Globales Lernen

Was ist eigentlich Globales Lernen?

Vereinfacht könnte man sagen: Globales Lernen ist die pädagogische Antwort auf die Probleme und Herausforderungen der Globalisierung. Aber Globales Lernen ist nicht nur eine Antwort, also eine Reaktion. Es ist ein Bildungkonzept, das Menschen befähigen soll, die Welt jetzt und in Zukunft verantwortlich und werteorientiert mit zu gestalten. Zu diesen Werten gehören weltweiter Frieden, soziale Gerechtigkeit, Verwirklichung der Menschenrechte und ökologische Tragfähigkeit.

Globales Lernen entwickelte sich u. a. aus der entwicklungspolitischen Bildung und der Friedenspädagogik, der Menschenrechtserziehung, der interkulturellen Erziehung und der Umweltbildung. Es verbindet Elemente aus verschiedenen Bildungsentwürfen und entwickelt sie weiter. Globales Lernen ist ein Konzept, das ökonomische, ökologische, soziale und kulturelle Entwicklungsdimensionen einbezieht und die weltweite Perspektive mit dem Blick auf das nahe Lebensumfeld verknüpft. Durch aktivierende, handlungsorientierte Methoden geht es über die rein kognitive Vermittlung von Inhalten hinaus und zielt auf die Förderung von Partizipationskompetenzen.

Globales Lernen fußt auf dem Leitbild der Nachhaltigen Entwicklung trägt zur Verwirklichung der Sustainable Development Goals und des Weltaktionsprogramm bei.

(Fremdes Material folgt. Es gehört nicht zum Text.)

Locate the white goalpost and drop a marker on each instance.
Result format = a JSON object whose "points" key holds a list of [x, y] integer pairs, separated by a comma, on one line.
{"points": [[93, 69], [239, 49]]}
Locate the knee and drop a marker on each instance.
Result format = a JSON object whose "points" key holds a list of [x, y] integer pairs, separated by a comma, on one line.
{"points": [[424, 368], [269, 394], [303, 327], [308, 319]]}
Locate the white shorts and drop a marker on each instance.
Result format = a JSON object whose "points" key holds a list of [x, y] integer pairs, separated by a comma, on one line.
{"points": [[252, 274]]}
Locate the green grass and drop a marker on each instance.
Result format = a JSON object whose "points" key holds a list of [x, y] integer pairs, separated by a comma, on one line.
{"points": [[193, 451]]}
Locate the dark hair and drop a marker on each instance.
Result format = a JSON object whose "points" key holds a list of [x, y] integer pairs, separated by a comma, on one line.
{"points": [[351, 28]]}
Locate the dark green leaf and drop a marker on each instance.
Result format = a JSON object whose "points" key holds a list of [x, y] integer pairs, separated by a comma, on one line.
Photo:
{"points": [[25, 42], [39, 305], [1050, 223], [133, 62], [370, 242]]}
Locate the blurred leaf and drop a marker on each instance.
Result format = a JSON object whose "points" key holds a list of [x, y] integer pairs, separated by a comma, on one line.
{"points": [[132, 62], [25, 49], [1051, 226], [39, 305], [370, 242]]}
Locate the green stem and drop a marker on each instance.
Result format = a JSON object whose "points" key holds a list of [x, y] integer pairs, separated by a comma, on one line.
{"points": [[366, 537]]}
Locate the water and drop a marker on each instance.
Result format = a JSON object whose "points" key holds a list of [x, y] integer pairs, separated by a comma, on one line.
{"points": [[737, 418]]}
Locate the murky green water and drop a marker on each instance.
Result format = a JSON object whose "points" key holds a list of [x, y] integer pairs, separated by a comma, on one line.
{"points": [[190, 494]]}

Der Verband der Entwicklungspolitik der Deutschen Nichtregierungsorganisationen e.V. VENRO schreibt im Jahr 2014 in seinem Diskussionspapier „Globales Lernen als transformative Bildung für eine zukunftsfähige Entwicklung“: „Das Leitbild der Nachhaltigen Entwicklung bildet den ethischen Bezugsrahmen des Globalen Lernens und ist das verbindende Element der vielfältigen BNE-Ansätze und Akteursszenen für das Verständnis des globalen Wandels und die Gestaltung der Globalisierung. […] . Wichtig ist, dass es ist im Globalen Lernen / in der BNE – anders als in der Politik – nicht primär um ein streng normativ zu verstehendes Nachhaltigkeitsparadigma im Sinne exakt definierter Leitplanken und Grenzen der Tragfähigkeit geht, sondern um ein Leitbild, das für selbstverantwortetes Urteilen und Handeln Orientierung gibt. Er ist offen für individuelle Werte und Wertungen, die es gilt mit den universellen Prinzipien der Nachhaltigkeit in Einklang zu bringen. Die Herausforderung liegt in der Komplexität des Modells und in dem Umstand, dass nur eine ganzheitliche, kohärente Betrachtung zu zukunftsfähigen Lösungen führen kann. Das Nachdenken und der Diskurs über Nachhaltigkeit ist für Globales Lernen/BNE ein lebenswichtiges Leitmotiv. Sowohl für die Analyse als auch für das Bewerten und Handeln sollte die Orientierung an diesem Bezugsrahmen zum selbstverständlichen Hintergrund werden. Davon sind wir weit entfernt. Es gibt allerdings täglich zahllose Anwendungsanlässe, uns diesem Ziel zu nähern.“

Zur Stärkung des Globalen Lernens an Schulen wurde im Juni 2007 von der Kultusministerkonferenz der „Orientierungsrahmen für den Lernbereich Globale Entwicklung“ veröffentlicht. Er enthält Hilfen und Anregungen für den Unterricht und empfiehlt ausdrücklich eine weiter gehende Zusammenarbeit von Schulen und außerschulischen Partnern.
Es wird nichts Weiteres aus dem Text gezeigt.